Write a query to join the salesman_table with the sales_table (select all columns using an asterisk)
In [35]:
run('''
SELECT NULL
''')
#print(join_cheat4)
Out[35]:
Practice applying this "table_x.column_a" format to all columns in the SELECT clause when you are joining multiple tables, since multiple tables frequenty use the same column names even when they don't correspond.
It's common to use single-letter aliases for tables to make queries shorter. Take a look at the query below and make sure you understand what's going on with the table aliases. It's the same query that you wrote earlier, but with aliases to help identify the columns
In [36]:
run('''
SELECT
S.customer_id,
C.gender,
S.revenue
FROM
sales_table AS S
JOIN cust_table AS C on S.customer_id = C.customer_id
''')
Out[36]:
Join the sales_table (assign it the alias S) and salesman_table (alias SM) again.
In [37]:
run('''
SELECT NULL
''')
#print(join_cheat5)
Out[37]:
There are different types of joins you can do according to your needs. Here's a helpful way to visualize your options: http://www.codeproject.com/Articles/33052/Visual-Representation-of-SQL-Joins
However, not all types of joins are compatible with SQLite and MySQL. The table below breaks down compatibility:
In [38]:
join_differences
Out[38]:
So far, we've just done a simple join, also called an "inner join". To illustrate different types of joins, we're going to use a different "database" for the following lesson. First, let's take a look at each one:
In [39]:
run('''
SELECT
*
FROM
Dog_Table
''')
Out[39]:
In [40]:
run('''
SELECT
*
FROM
Cat_Table
''')
Out[40]:
Notice that the Owner_Name columns on each table have some corresponding values (Michael, Gilbert, May and Elizabeth and Donna are in both tables), but they both also have values that don't overlap.
SELECT
*
FROM
table_x X
JOIN table_y Y ON X.column_a = Y.column_a # Returns rows when values match on both tables.

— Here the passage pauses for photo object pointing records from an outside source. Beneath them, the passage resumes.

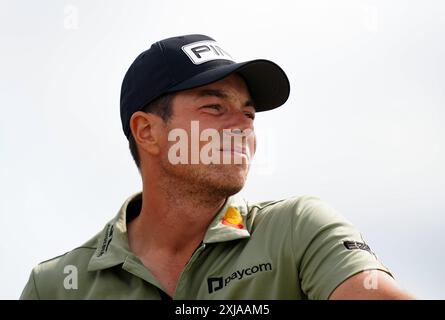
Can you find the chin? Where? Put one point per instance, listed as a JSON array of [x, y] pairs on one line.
[[229, 180]]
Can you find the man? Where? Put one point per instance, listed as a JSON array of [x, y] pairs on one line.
[[188, 110]]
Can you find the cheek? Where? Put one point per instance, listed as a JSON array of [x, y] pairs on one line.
[[251, 143]]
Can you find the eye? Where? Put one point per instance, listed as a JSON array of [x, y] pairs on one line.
[[215, 107]]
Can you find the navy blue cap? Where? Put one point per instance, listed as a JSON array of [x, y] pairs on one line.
[[191, 61]]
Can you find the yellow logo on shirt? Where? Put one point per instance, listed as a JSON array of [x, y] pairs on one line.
[[233, 218]]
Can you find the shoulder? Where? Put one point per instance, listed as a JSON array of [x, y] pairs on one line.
[[301, 210], [47, 278]]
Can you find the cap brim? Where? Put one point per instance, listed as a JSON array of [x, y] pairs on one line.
[[267, 82]]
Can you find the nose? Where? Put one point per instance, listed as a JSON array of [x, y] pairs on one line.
[[238, 120]]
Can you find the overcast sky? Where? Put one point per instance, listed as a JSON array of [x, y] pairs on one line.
[[363, 128]]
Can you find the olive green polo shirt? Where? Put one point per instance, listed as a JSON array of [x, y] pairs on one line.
[[298, 248]]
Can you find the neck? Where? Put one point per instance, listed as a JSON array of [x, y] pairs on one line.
[[174, 216]]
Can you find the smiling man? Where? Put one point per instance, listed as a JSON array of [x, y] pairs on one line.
[[188, 111]]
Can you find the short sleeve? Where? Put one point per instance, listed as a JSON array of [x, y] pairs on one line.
[[328, 248]]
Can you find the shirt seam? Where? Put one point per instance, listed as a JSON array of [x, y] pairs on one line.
[[35, 286]]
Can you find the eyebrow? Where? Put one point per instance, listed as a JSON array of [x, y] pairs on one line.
[[222, 95]]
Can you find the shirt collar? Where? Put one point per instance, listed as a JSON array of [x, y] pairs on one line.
[[230, 223]]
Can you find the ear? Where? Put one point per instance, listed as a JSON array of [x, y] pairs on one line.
[[147, 129]]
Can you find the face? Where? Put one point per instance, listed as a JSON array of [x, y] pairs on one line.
[[223, 107]]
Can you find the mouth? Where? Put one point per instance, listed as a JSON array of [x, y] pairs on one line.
[[235, 150]]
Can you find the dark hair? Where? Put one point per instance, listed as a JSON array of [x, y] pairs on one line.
[[161, 107]]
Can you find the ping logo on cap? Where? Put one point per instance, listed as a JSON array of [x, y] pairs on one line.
[[203, 51]]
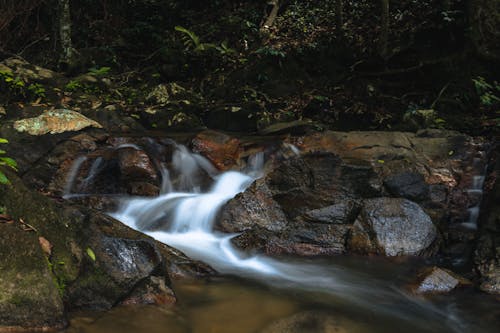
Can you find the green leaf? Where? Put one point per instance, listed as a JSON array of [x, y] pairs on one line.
[[9, 162], [91, 253], [3, 178]]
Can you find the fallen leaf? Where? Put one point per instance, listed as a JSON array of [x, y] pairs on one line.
[[91, 253], [45, 245]]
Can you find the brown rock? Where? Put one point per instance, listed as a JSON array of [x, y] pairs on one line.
[[136, 165], [221, 149]]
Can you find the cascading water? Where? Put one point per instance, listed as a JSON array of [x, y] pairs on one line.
[[476, 192], [183, 218]]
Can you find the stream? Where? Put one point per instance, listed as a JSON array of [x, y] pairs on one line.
[[255, 292]]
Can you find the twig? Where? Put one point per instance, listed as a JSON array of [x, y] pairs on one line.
[[440, 94], [27, 226]]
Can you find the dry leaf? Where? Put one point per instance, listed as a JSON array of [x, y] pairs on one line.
[[45, 245]]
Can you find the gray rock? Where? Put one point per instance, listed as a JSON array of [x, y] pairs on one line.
[[393, 227], [408, 185], [341, 213], [438, 280]]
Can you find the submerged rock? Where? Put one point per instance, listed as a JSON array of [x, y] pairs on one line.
[[311, 322], [393, 227], [55, 121], [438, 280]]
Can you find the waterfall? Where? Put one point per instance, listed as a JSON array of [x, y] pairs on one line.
[[183, 216], [185, 220]]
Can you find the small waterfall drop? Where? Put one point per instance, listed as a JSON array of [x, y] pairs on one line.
[[476, 193], [184, 220], [72, 174]]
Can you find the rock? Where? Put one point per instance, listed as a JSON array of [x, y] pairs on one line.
[[152, 291], [96, 261], [297, 127], [55, 121], [135, 164], [29, 295], [393, 227], [28, 72], [311, 322], [341, 213], [254, 207], [408, 185], [487, 252], [436, 280], [221, 149]]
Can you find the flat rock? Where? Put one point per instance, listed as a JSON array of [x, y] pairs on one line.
[[55, 121], [393, 227], [436, 280]]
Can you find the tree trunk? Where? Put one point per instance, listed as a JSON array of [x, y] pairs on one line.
[[339, 18], [384, 29], [272, 15], [66, 47]]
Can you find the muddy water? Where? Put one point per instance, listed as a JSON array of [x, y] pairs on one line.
[[229, 304]]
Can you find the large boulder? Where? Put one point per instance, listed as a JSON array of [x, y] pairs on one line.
[[221, 149], [393, 227], [57, 253], [55, 121], [368, 192]]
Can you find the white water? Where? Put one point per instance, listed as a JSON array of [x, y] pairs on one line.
[[185, 220], [477, 190]]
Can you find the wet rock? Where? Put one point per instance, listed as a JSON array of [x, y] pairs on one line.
[[487, 252], [152, 291], [436, 280], [408, 185], [254, 207], [221, 149], [29, 295], [95, 260], [341, 213], [393, 227], [142, 189], [55, 121], [317, 180], [135, 164], [310, 322], [118, 267]]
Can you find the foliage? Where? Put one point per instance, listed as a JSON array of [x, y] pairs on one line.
[[99, 71], [487, 92], [6, 162], [192, 41]]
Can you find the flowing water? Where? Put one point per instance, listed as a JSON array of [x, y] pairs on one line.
[[183, 217]]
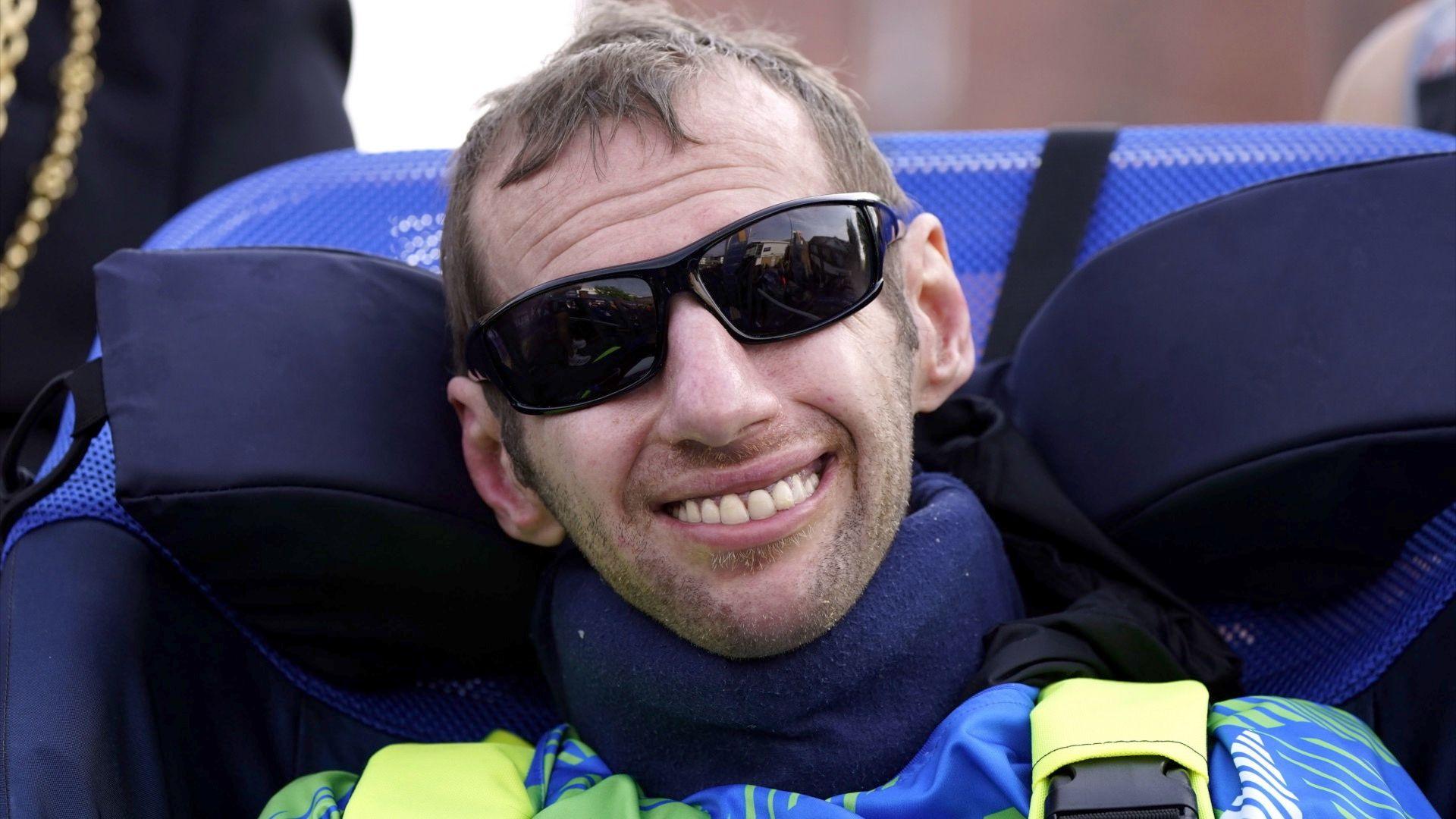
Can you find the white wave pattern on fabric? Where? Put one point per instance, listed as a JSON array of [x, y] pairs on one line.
[[1264, 792]]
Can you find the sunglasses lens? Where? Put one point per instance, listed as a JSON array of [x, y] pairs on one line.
[[791, 271], [577, 343]]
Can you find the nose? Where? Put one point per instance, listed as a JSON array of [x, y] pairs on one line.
[[715, 394]]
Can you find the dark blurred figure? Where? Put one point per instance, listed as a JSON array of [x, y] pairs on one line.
[[191, 93]]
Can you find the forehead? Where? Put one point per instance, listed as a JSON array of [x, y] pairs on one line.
[[635, 197]]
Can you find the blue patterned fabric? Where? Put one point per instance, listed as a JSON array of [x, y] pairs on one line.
[[977, 183], [1269, 758]]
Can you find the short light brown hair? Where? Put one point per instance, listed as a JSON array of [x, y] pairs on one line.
[[626, 63]]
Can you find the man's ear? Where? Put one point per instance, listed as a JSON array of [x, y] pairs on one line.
[[517, 507], [937, 303]]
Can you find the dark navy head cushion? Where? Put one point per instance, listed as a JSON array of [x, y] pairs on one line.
[[1258, 395], [253, 442]]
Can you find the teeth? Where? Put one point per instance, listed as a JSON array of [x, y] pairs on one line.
[[761, 504], [797, 487], [756, 504], [783, 496], [733, 510]]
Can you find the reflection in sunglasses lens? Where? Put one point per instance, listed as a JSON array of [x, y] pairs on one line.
[[789, 271], [579, 341]]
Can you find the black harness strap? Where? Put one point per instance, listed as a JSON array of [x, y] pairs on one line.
[[1062, 196], [22, 490]]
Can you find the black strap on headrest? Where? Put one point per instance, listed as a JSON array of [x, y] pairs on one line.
[[20, 490], [1066, 187]]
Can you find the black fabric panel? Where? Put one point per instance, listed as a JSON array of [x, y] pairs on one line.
[[1069, 178], [1292, 314], [126, 692], [1436, 102], [1092, 610], [280, 423], [1413, 708], [1367, 494], [193, 93], [356, 588]]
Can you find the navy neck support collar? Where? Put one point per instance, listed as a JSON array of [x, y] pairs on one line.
[[842, 713]]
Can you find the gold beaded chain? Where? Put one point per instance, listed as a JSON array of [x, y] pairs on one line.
[[74, 80]]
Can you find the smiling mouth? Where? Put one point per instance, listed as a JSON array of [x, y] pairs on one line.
[[756, 504]]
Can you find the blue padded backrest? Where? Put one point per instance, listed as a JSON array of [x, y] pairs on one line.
[[977, 183]]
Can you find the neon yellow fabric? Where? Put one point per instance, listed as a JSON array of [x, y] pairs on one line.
[[1092, 719], [617, 798], [310, 798], [447, 780]]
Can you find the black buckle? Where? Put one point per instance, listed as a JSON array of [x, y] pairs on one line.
[[1122, 787]]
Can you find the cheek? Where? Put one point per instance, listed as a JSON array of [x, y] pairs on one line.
[[590, 450], [846, 371]]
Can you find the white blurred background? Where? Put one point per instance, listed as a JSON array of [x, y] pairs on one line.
[[421, 66]]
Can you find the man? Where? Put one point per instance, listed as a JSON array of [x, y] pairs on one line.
[[692, 352]]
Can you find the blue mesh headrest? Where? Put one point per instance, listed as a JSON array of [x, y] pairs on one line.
[[1261, 388], [280, 426]]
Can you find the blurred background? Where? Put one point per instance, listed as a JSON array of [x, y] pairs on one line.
[[121, 112], [919, 64]]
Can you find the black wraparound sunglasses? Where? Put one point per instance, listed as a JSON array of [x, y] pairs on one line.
[[774, 275]]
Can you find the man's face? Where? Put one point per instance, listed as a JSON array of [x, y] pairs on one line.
[[721, 419]]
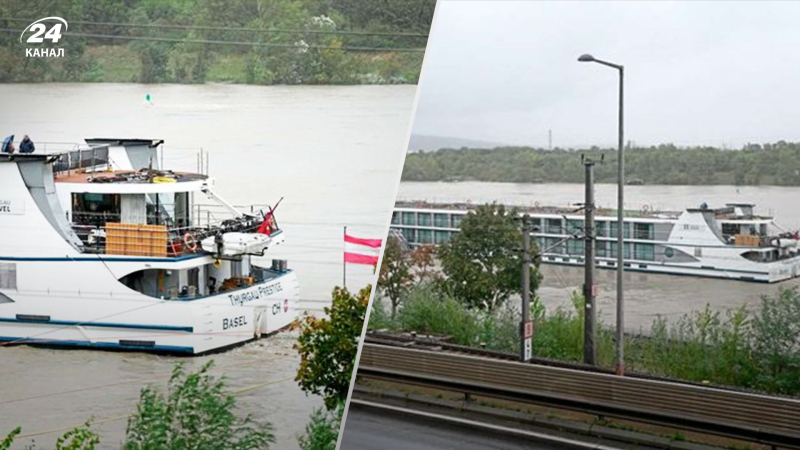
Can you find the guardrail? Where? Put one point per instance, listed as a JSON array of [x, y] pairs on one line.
[[758, 418]]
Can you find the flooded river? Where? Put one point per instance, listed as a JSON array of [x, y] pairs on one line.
[[332, 153], [647, 295]]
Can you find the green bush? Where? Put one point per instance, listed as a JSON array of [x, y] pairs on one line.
[[322, 430], [195, 413], [5, 444], [758, 350]]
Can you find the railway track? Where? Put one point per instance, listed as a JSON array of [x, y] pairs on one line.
[[735, 414]]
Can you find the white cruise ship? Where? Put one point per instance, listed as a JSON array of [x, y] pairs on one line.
[[731, 242], [102, 248]]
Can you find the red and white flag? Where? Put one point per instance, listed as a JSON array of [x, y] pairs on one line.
[[361, 251]]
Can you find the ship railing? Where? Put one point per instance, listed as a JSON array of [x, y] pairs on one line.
[[82, 159], [153, 235], [205, 215]]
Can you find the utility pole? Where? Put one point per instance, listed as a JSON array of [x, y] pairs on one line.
[[589, 314], [344, 259], [526, 327]]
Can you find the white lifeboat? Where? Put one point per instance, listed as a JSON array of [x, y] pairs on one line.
[[236, 244]]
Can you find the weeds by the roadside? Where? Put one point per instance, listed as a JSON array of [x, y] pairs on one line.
[[757, 349]]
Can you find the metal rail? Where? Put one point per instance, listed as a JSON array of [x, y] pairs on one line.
[[758, 418]]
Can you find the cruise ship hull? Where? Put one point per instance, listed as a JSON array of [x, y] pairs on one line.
[[192, 326]]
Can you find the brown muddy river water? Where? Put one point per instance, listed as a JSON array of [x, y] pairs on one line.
[[647, 295], [333, 153]]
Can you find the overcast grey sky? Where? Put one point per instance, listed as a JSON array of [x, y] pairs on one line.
[[720, 73]]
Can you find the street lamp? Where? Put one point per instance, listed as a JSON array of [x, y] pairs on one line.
[[620, 362]]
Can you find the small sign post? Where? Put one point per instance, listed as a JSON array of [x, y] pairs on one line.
[[527, 341]]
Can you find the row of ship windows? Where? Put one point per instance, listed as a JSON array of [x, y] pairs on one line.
[[604, 228], [603, 249], [427, 219]]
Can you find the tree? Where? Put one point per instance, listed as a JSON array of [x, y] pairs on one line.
[[482, 263], [80, 438], [322, 431], [196, 413], [395, 276], [328, 346]]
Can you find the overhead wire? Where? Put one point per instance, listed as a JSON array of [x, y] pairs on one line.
[[239, 43], [236, 29]]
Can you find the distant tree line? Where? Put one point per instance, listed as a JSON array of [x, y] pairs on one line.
[[754, 164], [295, 58]]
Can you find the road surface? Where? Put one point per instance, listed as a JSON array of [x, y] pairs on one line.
[[369, 428]]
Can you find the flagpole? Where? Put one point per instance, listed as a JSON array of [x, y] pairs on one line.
[[344, 258]]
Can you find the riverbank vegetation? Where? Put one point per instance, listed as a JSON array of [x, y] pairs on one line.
[[241, 41], [755, 349], [198, 411], [754, 164]]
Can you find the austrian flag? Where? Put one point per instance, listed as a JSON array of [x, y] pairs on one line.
[[361, 251]]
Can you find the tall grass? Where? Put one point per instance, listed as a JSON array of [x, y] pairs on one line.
[[757, 349]]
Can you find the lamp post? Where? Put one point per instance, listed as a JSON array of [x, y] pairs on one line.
[[620, 356]]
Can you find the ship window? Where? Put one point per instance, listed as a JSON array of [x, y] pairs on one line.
[[614, 250], [601, 228], [730, 229], [574, 226], [424, 219], [95, 209], [552, 226], [643, 231], [553, 245], [575, 247], [8, 275], [644, 252], [442, 237], [425, 236], [441, 220], [170, 209]]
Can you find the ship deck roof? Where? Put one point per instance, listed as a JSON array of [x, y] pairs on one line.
[[561, 211], [125, 176]]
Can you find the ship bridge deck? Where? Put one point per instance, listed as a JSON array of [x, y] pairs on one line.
[[128, 176]]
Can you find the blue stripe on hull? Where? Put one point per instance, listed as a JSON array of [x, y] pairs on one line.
[[99, 324], [658, 272], [98, 345]]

This is what we used in the initial example. Simple joins, (also called Inner Joins) will combine tables only where there are corresponding values on both tables.
Write a query below to join the Cat_Table and Dog_Table using the same method we've used before:
In [41]:
run('''
SELECT NULL
''')
#print(inner_join_cheat)
Out[41]:
Notice that the result-set only includes the names that are in both tables. Think of inner joins as being the overlapping parts of a Venn Diagram. So, essentially we're looking at results only where the pet owner has both a cat and a dog.
SELECT
*
FROM
table_x X
LEFT JOIN table_y Y ON X.column_a = Y.column_a # Returns all rows from 1st table, rows that match from 2nd
Rewrite your query from above, but instead of "JOIN", write "LEFT JOIN":
In [42]:
run('''
SELECT NULL
''')
#print(left_join_cheat)
Out[42]:
This time, you're seeing everything from the Dog_Table, but only results from the Cat_Table IF the owner also has a dog.
SELECT
*
FROM
table_x X
OUTER JOIN table_y Y ON X.column_a = Y.column_a # Returns all rows, regardless of whether values match
For now, this query won't totally make sense, just pay attention to the results so you can visualize an outer join:
In [43]:
run('''
SELECT
C.Owner_Name,
Cat_Name,
Dog_Name
FROM
Cat_Table C
LEFT JOIN Dog_Table D ON D.Owner_Name = C.Owner_Name
UNION ALL
SELECT
D.Owner_Name,
' ',
Dog_Name
FROM
Dog_Table D
WHERE
Owner_Name NOT IN (SELECT Owner_Name from Cat_Table)
''')
Out[43]:
Essentially, in Venn Diagram terms, and outer join lets you see all contents of both circles. This join will let you see all pet owners, regardless of whether the own only a cat or only a dog
SELECT
*
FROM
table_x X
JOIN table y Y
WHERE
X.column_a = Y.column_a # tells SQL the key for the join
When it's simple, it's not so bad:
In [44]:
run('''
SELECT
C.model,
S.revenue
FROM
sales_table S, car_table C
WHERE
S.model_id = C.model_id
LIMIT 5
''')
Out[44]:
When the query is longer, this method is messy. Suddenly it's harder to parse out which parts of the "WHERE" clause are actual filters, and which parts are just facilitating the join.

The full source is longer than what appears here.